Magali Rousseau

Personal information
- Full name: Magali Rousseau
- Nickname: Mag
- Nationality: France
- Born: 10 March 1988 (age 38) Neuilly-sur-Seine, France
- Height: 1.75 m (5 ft 9 in)
- Weight: 63 kg (139 lb)

Sport
- Sport: Swimming
- Strokes: Butterfly
- Club: Canet 66
- Coach: Philippe Lucas

Medal record
Women's lifesaving
Representing France
The World Games
| Gold medal – first place | 2013 Cali | 50 m manikin carry |
| Gold medal – first place | 2013 Cali | 200 m super lifesaver |
| Gold medal – first place | 2013 Cali | 4x50m medley |
| Gold medal – first place | 2013 Cali | 4x50m obstacle |
| Gold medal – first place | 2017 Wrocław | 4x50m obstacle |
| Gold medal – first place | 2022 Birmingham | 200 m super lifesaver |
| Silver medal – second place | 2022 Birmingham | 4x25 m manikin |
| Silver medal – second place | 2025 Chengdu | 4x25m manikin |
| Bronze medal – third place | 2013 Cali | 200 m obstacle |
| Bronze medal – third place | 2025 Chengdu | 50 m manikin carry |

= Magali Rousseau =

French swimmer

Magali Rousseau (born 10 March 1988) is a French swimmer, who specialized in butterfly events. She represented her nation France in the 200 m butterfly at the 2008 Summer Olympics, and has been a member of Canet 66 in Canet-en-Roussillon throughout her swimming career under the tutelage of her coach Philippe Lucas. Rousseau is the daughter of three-time Olympic freestyle swimmer Michel Rousseau.
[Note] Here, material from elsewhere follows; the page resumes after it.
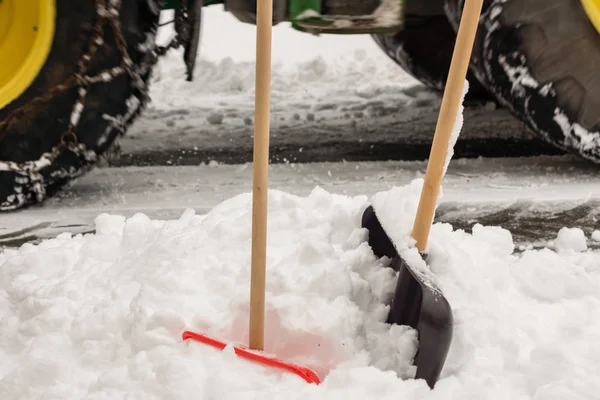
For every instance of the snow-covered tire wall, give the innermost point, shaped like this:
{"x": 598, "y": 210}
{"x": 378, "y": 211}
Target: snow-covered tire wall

Rousseau competed as a lone French swimmer in the women's 200 m butterfly at the 2008 Summer Olympics in Beijing. Leading up to the Games, she topped the field with a personal best of 2:10.07 to eclipse both the nation's own Olympic standard and the FINA A-cut (2:10.84) at the French Championships in Dunkirk. Swimming on the far outside in heat three, Rousseau chased the rest of the swimmers throughout the race to round out the field with a seventh-place time in 2:13.12. Rousseau failed to advance to the semifinals, as she placed twenty-eighth overall in the prelims.

Rousseau is a very successful World Games athlete. In 2013, she won four gold medals and one bronze in life saving. In 2017, she won another gold medal in lifesaving.